I write those two words nervously aware that you may be judging me as a bad wife for leaving Ralph in the breach. Or maybe I am projecting my own nervous guilt? A little of both I suppose.

But the funny thing is that Ralph is thriving in my absence.

I didn’t make the decision to be in New Orleans  lightly but I can’t say I hesitated. There were some rocky health moments in the first couple of weeks of BabyRalph’s life, and while he is fine now, he has demanded a little extra care. My daughter asked me to be there as much as possible to help. Ralph and I discussed it, and he was surprisingly comfortable, even encouraging, at least in the abstract. So after our initial visit, I drove him home to the farm and spent a few days organizing his life to work without me for the next ten days before driving out the driveway without him.

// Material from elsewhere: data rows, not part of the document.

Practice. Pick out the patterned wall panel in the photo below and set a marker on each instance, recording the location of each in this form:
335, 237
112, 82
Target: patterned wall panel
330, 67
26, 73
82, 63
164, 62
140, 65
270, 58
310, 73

I called in favors from friends to set up a schedule of visits so that someone would be dropping by literally every day, whether to take him out to dinner or to chat for a few minutes and make sure he was okay. I set up his pillboxes. I bought and cooked frozen pizza, a roast chicken, and other favorite prepared foods.

Most important I made a new form of checklist for him: a linear calendar with times and activities spelled out in detail and a space for him to check X once he completed a given activity. Every day he was to X when he took his pills, when he fed the dogs, when he ate lunch, when he ate dinner (with menu suggestions spelled out), when Francis or Debbie or Kay etc. visited.

Ralph has always loved lists and calendars. When he ran his business, he swore by his calendar keeping and had all his employees keep detailed calendars as well. Now that his sense of time is shot—he can read a clock but has no sense of days, dates or the passage of time hourly or daily—we keep both a calendar book and an eraser board calendar for reference. (He does not use a computer or smart phone.) But this new checklist, which I taped to the kitchen counter, has been a revelation. He loves it and takes pride in checking off. The irony is that the only time he has missed taking his pills in the last two months was a Saturday when I was at home with him so didn’t have the check off list in action.

As for my presence, basically I have been gone for a week to ten days at a time, then home for two to four days, then gone again. While I am in New Orleans, I call Ralph in the morning to make sure he gets up, then every three hours or so throughout the day. And of course he calls me occasionally, although not as often as you’d think, usually when something has sparked him into a loop and he wants to discuss it over and over on the phone, just as he would if we were together at home.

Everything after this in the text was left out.